For old books and newspapers it is often not possible to remove the binding before digitizing the individual pages. This often results in distorted pages images due to the warping implied by the books binding (Figure 1).

Figure 1: A scanned book page with page curl

Other reasons for distorted pages can be environmental conditions like humidity (which can cause page shrinking over time) or a wrong camera setup.

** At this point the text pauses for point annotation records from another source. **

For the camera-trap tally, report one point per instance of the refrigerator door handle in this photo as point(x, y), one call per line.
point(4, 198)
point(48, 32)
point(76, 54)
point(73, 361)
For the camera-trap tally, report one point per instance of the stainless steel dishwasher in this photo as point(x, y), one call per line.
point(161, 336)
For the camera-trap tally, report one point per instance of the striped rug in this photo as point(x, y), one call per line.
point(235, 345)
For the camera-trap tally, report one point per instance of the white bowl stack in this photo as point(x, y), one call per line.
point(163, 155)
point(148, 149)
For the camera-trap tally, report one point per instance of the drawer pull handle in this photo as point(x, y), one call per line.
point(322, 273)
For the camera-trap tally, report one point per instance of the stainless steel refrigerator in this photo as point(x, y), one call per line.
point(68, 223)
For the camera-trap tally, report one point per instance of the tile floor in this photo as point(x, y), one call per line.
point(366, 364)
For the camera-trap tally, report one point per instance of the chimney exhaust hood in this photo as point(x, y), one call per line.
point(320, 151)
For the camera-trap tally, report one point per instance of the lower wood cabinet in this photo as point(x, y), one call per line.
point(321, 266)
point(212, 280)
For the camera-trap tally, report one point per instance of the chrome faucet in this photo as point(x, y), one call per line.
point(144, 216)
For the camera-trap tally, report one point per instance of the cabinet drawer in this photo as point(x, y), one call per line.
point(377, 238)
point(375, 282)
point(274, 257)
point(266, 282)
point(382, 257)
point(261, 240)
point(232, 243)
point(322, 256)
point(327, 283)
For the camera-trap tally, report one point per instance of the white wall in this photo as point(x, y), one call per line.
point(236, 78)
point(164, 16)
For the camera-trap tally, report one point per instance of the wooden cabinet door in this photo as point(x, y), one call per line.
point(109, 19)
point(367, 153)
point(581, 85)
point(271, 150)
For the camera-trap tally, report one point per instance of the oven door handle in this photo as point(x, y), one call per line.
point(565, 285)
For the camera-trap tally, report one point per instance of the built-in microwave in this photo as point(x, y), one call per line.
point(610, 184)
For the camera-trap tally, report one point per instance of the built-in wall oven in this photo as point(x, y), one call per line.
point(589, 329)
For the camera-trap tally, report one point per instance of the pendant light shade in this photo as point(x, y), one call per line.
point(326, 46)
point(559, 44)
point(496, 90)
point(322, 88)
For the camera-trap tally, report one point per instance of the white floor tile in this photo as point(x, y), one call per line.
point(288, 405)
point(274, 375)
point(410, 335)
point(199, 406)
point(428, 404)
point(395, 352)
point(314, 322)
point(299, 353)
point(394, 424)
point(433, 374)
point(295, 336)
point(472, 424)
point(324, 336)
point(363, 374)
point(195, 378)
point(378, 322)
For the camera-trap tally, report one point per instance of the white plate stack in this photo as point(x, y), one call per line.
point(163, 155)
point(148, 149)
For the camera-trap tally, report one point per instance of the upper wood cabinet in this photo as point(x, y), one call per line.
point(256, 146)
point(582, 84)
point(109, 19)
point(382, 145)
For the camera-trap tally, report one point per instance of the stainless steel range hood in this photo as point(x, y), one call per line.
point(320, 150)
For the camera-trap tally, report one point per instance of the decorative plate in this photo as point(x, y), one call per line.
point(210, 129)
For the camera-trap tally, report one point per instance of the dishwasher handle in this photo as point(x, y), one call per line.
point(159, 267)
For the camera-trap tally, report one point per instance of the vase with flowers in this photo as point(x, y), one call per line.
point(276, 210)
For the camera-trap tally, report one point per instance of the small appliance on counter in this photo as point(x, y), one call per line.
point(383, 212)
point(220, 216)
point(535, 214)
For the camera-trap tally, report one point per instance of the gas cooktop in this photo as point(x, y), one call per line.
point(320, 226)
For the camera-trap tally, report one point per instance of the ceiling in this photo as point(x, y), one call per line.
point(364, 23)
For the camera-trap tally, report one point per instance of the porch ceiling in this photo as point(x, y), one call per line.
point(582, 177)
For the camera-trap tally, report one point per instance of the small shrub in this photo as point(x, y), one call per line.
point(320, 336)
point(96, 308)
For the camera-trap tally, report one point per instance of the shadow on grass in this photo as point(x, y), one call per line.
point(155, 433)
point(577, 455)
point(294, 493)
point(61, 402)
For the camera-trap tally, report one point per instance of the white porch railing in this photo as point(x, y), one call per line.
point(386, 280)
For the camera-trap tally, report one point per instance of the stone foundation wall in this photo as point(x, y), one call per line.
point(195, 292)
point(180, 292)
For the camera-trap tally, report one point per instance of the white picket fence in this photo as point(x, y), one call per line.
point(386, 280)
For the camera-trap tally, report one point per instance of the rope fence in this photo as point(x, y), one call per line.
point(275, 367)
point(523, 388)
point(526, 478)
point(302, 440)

The Page Curl Correction is a command-line tool capable of detecting such distortions and correcting them automatically. This can significantly improve the results of a subsequent text recognition step since most OCR algorithms neglect this kind of distortion. More information about the tool can be found here: [1]

Requirements

Operating system Windows
Hardware dependencies -
Software dependencies -

Non-technical requirements

Page Curl Correction does not have a graphical user interface (GUI) and therefore requires some basic knowledge on how to use and execute the command-line programs.

Licensing

The tool is produced by the Computational Intelligence Laboratory, Institute of Informatics and Telecommunications, National Center for Scientific Research "Demokritos" (NCSR). For more information on terms and conditions to use the tool, please contact [2].

Usage

Installation

Files

Filename: Page_Curl_Correction_setup.exe

Description: Installation wizard for installing the tool on a Windows system.

Installation Instructions

Page Curl Correction comes with an installer wizard that guides the user through the installation process (It is currently available for Microsoft Windows only). The wizard extracts the installation package to your local C:\ drive.

Quick Start Guide

To get started with the Page Curl Correction tool just choose a sample image and try one of the examples in the “Examples” section. A description of the parameters for the configuration of the tool can be found in the following section.

Documentation

Configuration and Customization

The Page Curl Correction tool can be configured using command-line parameters. The most important parameter is the one for controlling coarse or fine-grained rectification. Coarse-grained rectification is a computationally low cost transformation which addresses the projection of a curved surface (the original page) to a 2D rectangular area (the scanned image). Fine-grained rectification is a more advanced technique based on text line & word segmentation (See [3] for more information).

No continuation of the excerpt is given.